Another day, another strategic direction for HP - or a U-turn, as the rest of us call it. Just five weeks after announcing that it would be selling or closing its multi-billion dollar generating Personal Systems Group (PSG), HP has decided that it will stay in the PC business after all. Martyn Warwick reports.
Meg Whitman, HP’s new CEO dropped the bombshell during a conference call with analysts and jounalists and rationalised the corporate volte face by claiming, "The decision was very straightforward. HP and PSG are better together. It makes strategic, financial and operational sense to retain it" because it would be "right for customers and partners, right for shareholders, and right for employees." That's more or less the exact opposite of what she was saying way, way back in dim and distant days of September.
So what happened in all that time? Well, since the sacking of her short-lived predecessor Leo Apotheker, it seems Ms. Whitman has had sufficient time to re-appraise his strategy to turn HP into just one more "me too" software company and has seen it for what it was - applied lunacy.
Just remember what Apotheker did or wanted to do: dump the PC business and stop making the HP TouchPad that featured webOS, an iteration of the operating system HP got when it acquired Palm a year earlier.
He also paid an astonishing US$10 billion for the UK-headquartered data analytics company, Autonomy.
Now though, it seems the Personal Systems Group is secure (at least until the next review of strategy) and also that production ot the TouchPad is to continue and that webOS itself might also be rescued from the dustbin of history. Todd Bradley, the executive VP of the Personal Systems division said on Friday that the company "will make a long-term decision about webOS software in the next couple of months.”

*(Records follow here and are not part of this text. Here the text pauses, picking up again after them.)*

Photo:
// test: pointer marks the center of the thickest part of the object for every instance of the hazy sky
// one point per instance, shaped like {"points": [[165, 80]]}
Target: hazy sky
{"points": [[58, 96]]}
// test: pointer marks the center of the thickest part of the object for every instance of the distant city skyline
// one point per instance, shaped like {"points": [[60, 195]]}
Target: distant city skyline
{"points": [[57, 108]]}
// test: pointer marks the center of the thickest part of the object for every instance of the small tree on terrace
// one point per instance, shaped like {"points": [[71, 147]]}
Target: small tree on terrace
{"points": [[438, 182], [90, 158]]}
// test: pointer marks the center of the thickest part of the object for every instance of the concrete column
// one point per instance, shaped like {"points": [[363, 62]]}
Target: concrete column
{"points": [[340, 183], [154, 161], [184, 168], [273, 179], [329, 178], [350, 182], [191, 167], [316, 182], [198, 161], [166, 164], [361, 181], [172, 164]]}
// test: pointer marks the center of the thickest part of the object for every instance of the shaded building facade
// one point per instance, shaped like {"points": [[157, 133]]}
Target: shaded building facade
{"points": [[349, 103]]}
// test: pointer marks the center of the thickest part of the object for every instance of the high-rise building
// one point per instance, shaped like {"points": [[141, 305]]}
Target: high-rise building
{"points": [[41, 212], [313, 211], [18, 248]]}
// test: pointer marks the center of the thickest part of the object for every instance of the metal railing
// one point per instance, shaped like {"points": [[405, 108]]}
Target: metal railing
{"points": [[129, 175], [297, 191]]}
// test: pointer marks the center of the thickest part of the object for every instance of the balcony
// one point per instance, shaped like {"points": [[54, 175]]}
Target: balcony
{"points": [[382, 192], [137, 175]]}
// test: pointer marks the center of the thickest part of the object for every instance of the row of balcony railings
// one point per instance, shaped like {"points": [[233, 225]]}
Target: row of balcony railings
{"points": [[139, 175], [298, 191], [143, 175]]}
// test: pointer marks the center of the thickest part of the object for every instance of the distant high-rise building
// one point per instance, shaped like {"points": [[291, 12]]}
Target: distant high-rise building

Meanwhile, the senior VP of operations at PSG, Tony Prophet, added that the cost of closing, selling or otherwise spinning-off the unit would have cost at least $1.5 billion in the initial phases and more further down the line. He said, "As the analysis unfolded, it became clear the costs were much more significant than any potential benefit. You can be certain that there was deep and thorough analysis behind this."
As indeed there was (allegedly) when it was decided to abandon PC production.
Apotheker's decision seems all the more irrational in the light of the latest figures from research house IDC showing that HP was leading PC manufacturer in the world in Q3. Ir shipped 16.6 million PCs, up 5.3 per cent on Q3 2010. The man was determined to kill the goose that lays golden eggs - fortunately he was stopped before he could actually swing the axe and pluck it.